The two stores illustrate two distinct brand challenges.
Anthony’s has a clear identity and brand focus. They offer a highly specialized service, have a loyal clientele, and will continue to repair shoes as long as their customers keep coming in. However, with a singular focus, they have limited alternatives for driving new business or growing revenue.
Mak & Co, on the other hand, is highly entrepreneurial, offering a bewildering array of services with skills that may or may not transfer from one service to the next. As they add more and more services, they face the risk of confusing the market. Mak & Co. is an identity that doesn’t say anything.

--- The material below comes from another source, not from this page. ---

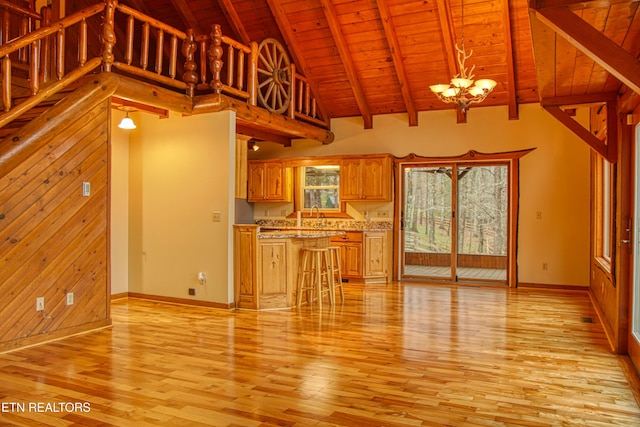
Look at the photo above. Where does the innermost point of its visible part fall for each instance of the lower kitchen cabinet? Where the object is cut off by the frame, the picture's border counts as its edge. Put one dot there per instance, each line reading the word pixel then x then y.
pixel 365 255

We recently helped a client faced with the same brand challenge as Mak & Co. Highly entrepreneurial; they had started as service company with a specific industry expertise in digital media buying. As their capabilities and client list grew, they added more and more individually branded services and proprietary technology tools that they could sell separately. Although revenues continued to grow, their growing sales and account team couldn’t clearly articulate what business they were in or how their offerings added up to a clear value proposition. By being so broad in their offering, they risked losing business to more specialized competitors.
Our recommendation was to develop a new brand positioning that serves as a broad platform, appropriate to the multiple services and technologies they provide, yet establishing ownership of a specific expertise. It also gives them a clear direction for future growth. This new positioning has invigorated the company, clarified their business direction, and reassured their investors. Now, everyone in the company can clearly articulate what the business they’re in and why they matter to their most critical audiences.
The moral of the story: A company with a clear brand positioning has a greater chance of gaining new business and retaining existing customers. Where did I go to get my shoes repaired? I went to Anthony’s.